You’ll probably have to make distinctions within items on the diagram. For example, someone might say, “The part of this billing service that deals with discounts is pretty scary, but the rest of the billing service is fine to work with.” Ok, add a box within the billing service labeled “Discounts,” and color it red. Go as granular as you need to in order to distinguish where your technical debt lives.
Once you’ve talked about each part of the diagram, you’ll end up with a heat map for the technical debt in your system. Notice this didn’t require any fancy new tools or quantitative measures. You’re just visualizing where developers’ intuition tells them “here be dragons.” This works because systems low in technical debt, systems with good design, are easy and safe to modify and extend.
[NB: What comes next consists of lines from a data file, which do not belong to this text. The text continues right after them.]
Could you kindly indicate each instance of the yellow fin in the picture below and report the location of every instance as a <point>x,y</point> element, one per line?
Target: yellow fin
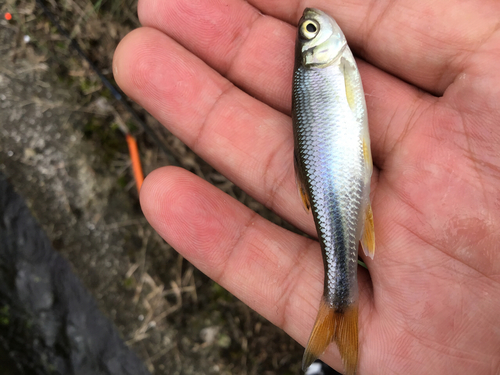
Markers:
<point>331,325</point>
<point>368,238</point>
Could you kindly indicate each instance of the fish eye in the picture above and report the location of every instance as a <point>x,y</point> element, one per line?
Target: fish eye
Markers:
<point>309,29</point>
Now that you have it, how do you use this technical debt heat map to start reducing your technical debt? Bring it to your backlog refinement, planning, and review meetings. When you encounter a feature that cuts through an area of the app with high technical debt, discuss how you can incrementally reduce the debt while you’re in there adding value. In reviews, see if you can update your heat map to account for increases and decreases in technical debt.
When you find a part of the system that you can’t seem to fix incrementally but that is affecting your customer-facing work—by slowing you down or by causing you to avoid working on certain features—model that technical debt fix as a backlog item and work out its cost of delay so it can be prioritized against customer-facing features.
By visualizing your technical debt and then including fixing it in your team’s regular work, you’ll slowly resolve the most painful parts of it and be on your way to building a system that’s easy and safe to modify and extend.
Don’t just mindlessly set aside a small percentage of time for undirected technical debt reduction. Mindfully and transparently address the most important technical debt as part of your team’s regular work.